What is dimensional modeling in a data warehouse?
Full transcript:
Welcome to the LeapFrogBI video training series on dimensional modeling. In this video we’re going to simply introduce the concept of dimensional modeling. Throughout this video series we’ll be touching on many topics, all related to dimensional modeling, with the goal being at the end of the video series you should be able to go out and create your own dimensional model.
So to get started we should probably define what a dimensional model is. But, because dimensional modeling really has everything to do with data warehousing, we really need to first define what a data warehouse is. And a data warehouse is simply a database. It’s an area where data is stored. That information has been collected from other systems where the data actually originated, such as your CRM, your ERP, your marketing repository or even external data like weather information or financial market information. And lastly, a data warehouse is designed to support reporting and data analytics. So if this is the case, we’re copying data from our source systems and placing it into our data warehouse, then why are we going through all of this trouble? Why not just use the source systems?

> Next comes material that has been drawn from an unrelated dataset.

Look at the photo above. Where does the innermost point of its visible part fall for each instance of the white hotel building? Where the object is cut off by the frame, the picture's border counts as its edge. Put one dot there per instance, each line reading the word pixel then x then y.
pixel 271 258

To answer that question let’s take a little closer look at the data warehouse topology. Here we have six different boxes, each representing a different business function. Each of those functions more than likely has multiple source systems. This happens through natural growth of an organization or through mergers and acquisitions. But even if there was only one two or three source systems, there’s still a very good case for creating a data warehouse. Like we already mentioned, this information is actually collected and stored in a database which forms the data warehouse, so why are we doing this?
- Well, number one, to persist data. We need to create reports that span five years of time and that report is going to include data, let’s say, from our ERP system and from our operations system. Well, maybe our operation system thatwe’re concerned with only stores data for six months. That report would not be possible unless we actually extract the data from the operation systems and persist it for the period that we need it to be persisted.
- It’s going to be a central view. We’re not going to be trying to cobble together reports from a bunch of different source systems to figure out what’s going on in our organization.
- Data quality issues aregoing to be resolved. Through the process of extracting the data and integrating it into the data warehouse we’re also going to be taking care of a lot of data quality issues.
- We’re creating a single version of the truth, meaning that our marketing system may have a list of products, our CRM system has a different list of products and our ERP system has yet another list of products. That creates a real problem when you’re trying to create a report. In our data warehouse, when we try to look at sales by product we’re going to have a single product list providing us a single version of the truth.
- The data warehouse is a common model. It’s going to be extremely difficult to go out to all of our source systems try to understand each of those models, especially for business users, where our data warehouse will provide an easy to navigate model with a business focus.
- Our data warehouse is also designed to provide fast query response. If we try to query all of our source systems – integrate that data with all of our business rules all at the same time – we would likely have some performance The data warehouse gives us a way of overcoming that problem.
- Augmenting the source systems is another role for the data warehouse. Our CRM system for example may need data that’s actually derived in the operational systems. We can easily accomplish this by going through the data warehouse to move that data to the CRM system.
Okay, so that’s what a data warehouse is and why we’re creating it. So back to the focus of this video series, and that is, what is a dimensional model? Well a dimensional model is a data warehouse design technique. It was made popular by Ralph Kimball and it’s known as the bottom-up approach. Ralph Kimball created many of the concepts that we’re going to be discussing, such as the idea of using a collection of data marts joined together with a bus architecture. And by using conformed dimensions and facts, they all will create collectively the actual data warehouse. We’re going to focus on two roles of the data warehouse and that is easy navigation and fast query performance. So let’s take a look at that same information here on our data warehouse topology. When we talk about dimensional modeling we can think of our data warehouse again as being a collection of data marts, each data mart serving a particular function. It doesn’t have to be a single source system, or even two or three source systems. It could be an unlimited number of source systems. But typically we’re looking to create a data mart that solves a very focused data need. And again, we’re going to create each of these data marts in a conformed way so we can plug them all into the bus architecture and collectively form the data warehouse.
Now, in dimensional modeling we’re going to be providing all of these benefits of a data warehouse, but we’re going to focus on easy navigation as well as fast query performance. Okay, so what are we going to be talking about in this video series? Well you probably guessed, we’ll be talking about all things dimensional modeling. Here we have a little nomenclature of a lot of the parts that are included in a dimensional model. We’re going to be covering each one of them. We’ll talk about mini dimensions, we’ll talk about junk dimensions, factless facts, inferred members, slowly changing dimensions and so on. Each of these concepts we’re going to cover in bite-sized chunks so that at the end of this video series you’ll have all of the information you need to go out, look at your source systems, and create your own target data model. So thank you for listening, we’ll see you in the next video.